I know that an easy way to solve the matrix problem $$A\cdot x=b$$ is the LU decomposition $$\begin{split} L,\,U&=\text{lu}(A)\\ y&=\text{solve}(L,\,b)\\ x&=\text{solve}(U,\,y) \end{split}$$ Thus I implemented the following code in matlab:
r_num = 10000;
r_rounds = 10000;
A = -30*sparse(diag(ones(r_num,1),0))+16*sparse(diag(ones(r_num-1,1),1))+16*sparse(diag(ones(r_num-1,1),-1))-sparse(diag(ones(r_num-2,1),-2))-sparse(diag(ones(r_num-2,1),2));
b = rand(r_num,1);
tic;
for i = 1:r_rounds
c1 = A\b;
end
toc;
tic;
[L, U] = lu(A);
for i = 1:r_rounds
y = L\b;
end
toc;
tic;
for i = 1:r_rounds
c2 = U\y;
end
toc;
I already know that $A\setminus b$ is doing the LU-decomposition in the background, but I still was interested in the result. Now my script returned that the calculation of $L\setminus b$ was nearly as expensive as the direct calculation $A\setminus b$, while the calculation of $U\setminus y$ was extremely fast. But where does the difference come from? Or is my measurement method flawed?

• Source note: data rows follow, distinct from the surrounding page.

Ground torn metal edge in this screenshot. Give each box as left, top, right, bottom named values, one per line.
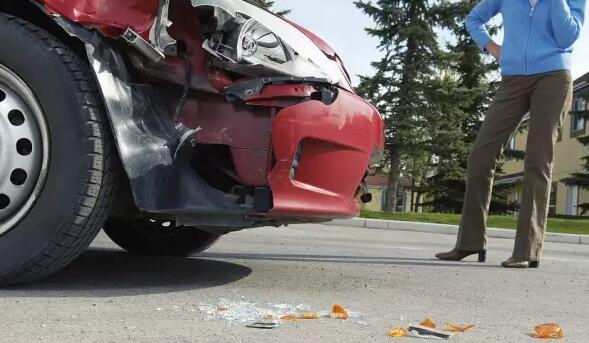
left=149, top=0, right=178, bottom=56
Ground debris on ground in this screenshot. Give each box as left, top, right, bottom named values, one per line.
left=280, top=314, right=297, bottom=321
left=277, top=313, right=320, bottom=321
left=198, top=299, right=308, bottom=324
left=197, top=299, right=363, bottom=327
left=531, top=323, right=564, bottom=339
left=387, top=319, right=477, bottom=339
left=444, top=322, right=475, bottom=333
left=408, top=325, right=453, bottom=340
left=420, top=318, right=437, bottom=328
left=246, top=321, right=282, bottom=330
left=299, top=313, right=321, bottom=320
left=330, top=304, right=350, bottom=320
left=387, top=326, right=409, bottom=337
left=198, top=299, right=560, bottom=340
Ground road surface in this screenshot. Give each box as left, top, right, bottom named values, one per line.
left=1, top=223, right=588, bottom=342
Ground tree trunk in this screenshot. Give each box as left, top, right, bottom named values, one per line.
left=410, top=177, right=416, bottom=212
left=415, top=191, right=422, bottom=213
left=384, top=148, right=401, bottom=213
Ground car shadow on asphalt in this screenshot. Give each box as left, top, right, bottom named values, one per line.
left=0, top=248, right=252, bottom=298
left=199, top=252, right=503, bottom=268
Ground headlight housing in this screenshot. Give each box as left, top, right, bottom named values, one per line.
left=204, top=15, right=327, bottom=80
left=193, top=0, right=352, bottom=91
left=238, top=19, right=284, bottom=62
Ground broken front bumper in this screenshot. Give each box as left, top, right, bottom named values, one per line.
left=85, top=41, right=382, bottom=229
left=44, top=0, right=384, bottom=227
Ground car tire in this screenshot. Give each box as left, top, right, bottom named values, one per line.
left=104, top=218, right=222, bottom=257
left=0, top=15, right=118, bottom=285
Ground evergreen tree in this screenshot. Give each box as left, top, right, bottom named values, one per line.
left=419, top=68, right=472, bottom=213
left=355, top=0, right=439, bottom=212
left=421, top=0, right=491, bottom=213
left=423, top=0, right=518, bottom=213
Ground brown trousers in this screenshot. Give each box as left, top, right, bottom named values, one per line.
left=456, top=70, right=573, bottom=260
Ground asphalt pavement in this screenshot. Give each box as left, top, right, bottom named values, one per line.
left=1, top=223, right=588, bottom=342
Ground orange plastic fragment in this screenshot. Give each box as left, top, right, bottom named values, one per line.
left=387, top=326, right=409, bottom=337
left=420, top=318, right=437, bottom=328
left=444, top=323, right=475, bottom=333
left=280, top=314, right=296, bottom=321
left=330, top=304, right=349, bottom=320
left=532, top=323, right=564, bottom=339
left=299, top=313, right=320, bottom=320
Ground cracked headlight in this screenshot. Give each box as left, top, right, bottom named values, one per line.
left=204, top=15, right=326, bottom=79
left=194, top=0, right=351, bottom=90
left=238, top=19, right=282, bottom=61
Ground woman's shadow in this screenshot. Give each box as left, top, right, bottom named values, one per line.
left=0, top=247, right=252, bottom=298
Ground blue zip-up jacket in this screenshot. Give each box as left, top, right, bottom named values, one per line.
left=467, top=0, right=586, bottom=75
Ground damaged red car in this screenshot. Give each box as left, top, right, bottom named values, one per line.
left=0, top=0, right=384, bottom=285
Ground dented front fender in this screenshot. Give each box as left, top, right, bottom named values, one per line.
left=42, top=0, right=159, bottom=38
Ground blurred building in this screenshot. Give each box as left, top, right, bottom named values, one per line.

When timing the LU-decomposition separately, I get
A\b
Elapsed time is 13.380155 seconds.
lu(A)
Elapsed time is 0.002662 seconds.
y=L\b
Elapsed time is 10.557989 seconds.
c2=U\y
Elapsed time is 1.229101 seconds.
The reason for timing the LU-decomposition separately (outside of the loop) is because for my later application I will have to deal with a constant $A$, but a large amount of changing $b$-values. Thus I try to keep the amount of elements in the loop as low as possible.